Noyée dans les remous de l'ombre, Hélène enveloppa la verge apathique de Jean, qui promptement s'unit à la ligne de ses doigts. Tant de mois s'étaient écoulés depuis la dernière fois, des mois lointains pour des plaisirs lointains. Sous les phalanges d'Hélène, Ô Hélène, s'embrasait la volupté affamée, l'appétit grondant.

L'étreinte se renforça, elle alterna entre tendresse et passion. Sensuelle, lascive ; Ô Hélène, vestale, néréide, succube ; impudique, hérétique, envoûtante, obsédante…

Monstrueuse transcendance, elle le dévore jusqu'à la pulpe, jusqu'à la moelle, au noyau de son âme ; dénude ce corps de poussière d'où elle arrache la part céleste que les anges convoitent et que légions de créatures ont œuvré à détruire de leurs ongles d'azote. Enivré par le venin que ces mains sur son membre distillent, et c'est l'agonie la plus suave à laquelle il se livre avec rage. Agonie ! Agonie ! Oh ! que ne peut-il mourir de sa belle mort sous ces mains ? Il succombe pourtant. Ce râle, de sa bouche exhalé, n'est autre que l'écho de son glas. Goutte après goutte, docile esclave sent l'essence de la vie ruisseler hors de ses veines palpitantes dont le bleu s'efface, s'efface sous un liseré rubicond. Et à la catin parée de lumière de le sucer de la pointe d'une lippe juteuse. Telle est son eucharistie.
Quant à lui, voilà qu'il tombe à genoux. Il tombe, ce fortuné martyr, et de son poitrail jaillissent tristes suppliques : « À la coupe de mon corps, pour toi arqué et tendu, porte tes lèvres voraces. Bois, présage obscur descendu de l'Olympe ; bois ce bon, ce divin nectar ; goûte, ô toi ma Prêtresse, et délecte-toi du sucre interdit de ma substance. Ton nom est Femme, et ton sein porte les stigmates dévolus à ta race infâme et infinie, basse et bénie. Femme, je ne vis plus, ne m'endors que sur le souvenir que ton image daignera m'offrir. Baise-moi, bois-moi, dévore-moi ! Si tout me fuit comme un vain songe, ainsi soit-il. Je dormirai du sommeil du juste. »

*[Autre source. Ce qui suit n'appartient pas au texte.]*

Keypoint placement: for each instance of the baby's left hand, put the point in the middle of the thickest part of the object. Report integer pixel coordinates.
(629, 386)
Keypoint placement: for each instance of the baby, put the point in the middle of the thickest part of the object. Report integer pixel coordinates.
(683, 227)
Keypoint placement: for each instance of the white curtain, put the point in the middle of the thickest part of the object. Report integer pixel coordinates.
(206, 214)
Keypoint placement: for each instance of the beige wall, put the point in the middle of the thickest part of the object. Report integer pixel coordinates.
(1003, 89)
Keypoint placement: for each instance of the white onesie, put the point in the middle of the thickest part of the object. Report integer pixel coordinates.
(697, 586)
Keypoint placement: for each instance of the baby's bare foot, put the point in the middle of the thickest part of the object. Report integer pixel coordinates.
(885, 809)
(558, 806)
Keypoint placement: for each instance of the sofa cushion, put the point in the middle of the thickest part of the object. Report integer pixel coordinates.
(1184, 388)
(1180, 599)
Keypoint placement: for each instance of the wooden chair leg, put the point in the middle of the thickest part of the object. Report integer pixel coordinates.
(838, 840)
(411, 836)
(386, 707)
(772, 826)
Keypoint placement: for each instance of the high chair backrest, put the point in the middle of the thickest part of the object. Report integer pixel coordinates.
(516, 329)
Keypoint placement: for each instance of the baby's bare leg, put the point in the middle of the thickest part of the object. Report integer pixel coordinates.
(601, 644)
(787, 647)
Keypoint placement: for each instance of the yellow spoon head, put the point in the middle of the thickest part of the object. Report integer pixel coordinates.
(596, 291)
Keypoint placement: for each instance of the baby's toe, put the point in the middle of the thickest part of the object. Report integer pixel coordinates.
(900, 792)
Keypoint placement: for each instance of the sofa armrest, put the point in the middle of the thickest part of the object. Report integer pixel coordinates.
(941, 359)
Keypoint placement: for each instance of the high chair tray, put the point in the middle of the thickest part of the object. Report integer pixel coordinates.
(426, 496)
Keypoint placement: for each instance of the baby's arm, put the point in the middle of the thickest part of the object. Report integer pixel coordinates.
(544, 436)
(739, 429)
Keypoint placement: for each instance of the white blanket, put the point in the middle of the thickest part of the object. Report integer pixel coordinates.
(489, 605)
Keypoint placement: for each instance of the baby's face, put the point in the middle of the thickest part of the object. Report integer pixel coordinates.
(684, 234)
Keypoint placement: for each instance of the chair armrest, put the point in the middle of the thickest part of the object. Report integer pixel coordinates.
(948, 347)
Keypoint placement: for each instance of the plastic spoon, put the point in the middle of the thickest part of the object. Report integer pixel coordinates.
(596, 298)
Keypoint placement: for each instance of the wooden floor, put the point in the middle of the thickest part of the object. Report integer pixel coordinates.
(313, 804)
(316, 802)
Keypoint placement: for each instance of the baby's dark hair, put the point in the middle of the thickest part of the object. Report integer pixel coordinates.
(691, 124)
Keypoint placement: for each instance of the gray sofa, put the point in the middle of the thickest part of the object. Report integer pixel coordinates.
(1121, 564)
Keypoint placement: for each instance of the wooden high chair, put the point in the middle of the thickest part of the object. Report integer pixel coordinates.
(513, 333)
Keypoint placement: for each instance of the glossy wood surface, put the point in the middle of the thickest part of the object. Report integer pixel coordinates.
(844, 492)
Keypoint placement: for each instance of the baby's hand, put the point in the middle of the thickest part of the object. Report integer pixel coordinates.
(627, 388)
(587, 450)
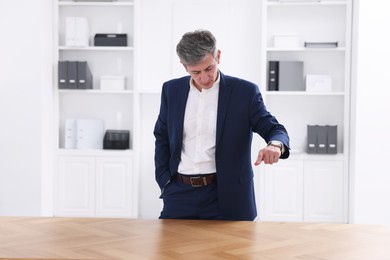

Sous la ronde des frôlements, l'extase découvrit son visage, et le corps de Jean fut submergé d'une vague de plaisir brûlant, pareil à un liquide empoisonné coulé dans son réseau veineux. Il en innerva chaque fibre de chaque ongle et chaque cheveu. Le cœur fut pris de vertiges. Et cette petite Mort, impropre à plus longtemps cacher son sourire, l'alimenta à son mamelon. L'extase, et derrière le brouillard amnésique disparurent pour une minute les vieux démons.

Le moment venu, Jean se libéra à contrecœur de sa langueur post-éjaculatoire et des doigts collants. Les ténèbres régnaient toujours sur la chambre, mais leur opacité s'essoufflait à mesure qu'il rassemblait ses esprits. Ce retour progressif à l'instant présent le troubla. Plus de draps pour l'envelopper, plus de souffle à son oreille ; Hélène n'était pas à sa gauche, sur lui ne laissait plus courir sa coquinerie. La fraicheur du parquet sous ses pieds lui confirma son impression : il se tenait debout, dans la chambre. Ses pupilles s'habituèrent à la pénombre, en sorte qu'elles distinguèrent par étape les contours des meubles à proximité. Dans son dos, le lit. Devant lui, le berceau d'Abel.

Jean dominait le bambin, lequel dormait en paix, sa petite tête tournée vers son père. Le sommier de l'enfant était suspendu à moins d'un mètre au-dessus du sol, à hauteur de la partie inférieure du corps de Jean. Celui-ci fixa des yeux ronds sur son entre-jambe, sur l'absence de caleçon, descendu au bord des rotules. Sur la vive érection qu'il empalmait fermement.
Sa verge, dressée sous le nez d'Abel, pulsait, palpitait et dans l'air s'agitait telle la queue fourchue de Méphistophélès. Si proche du berceau et pleine de sang, il n'aurait suffi que d'un balancement des hanches pour l'introduire entre deux barreaux. Pour atteindre Abel. Le toucher, et pour un peu le rappeler à son origine. Son eucharistie.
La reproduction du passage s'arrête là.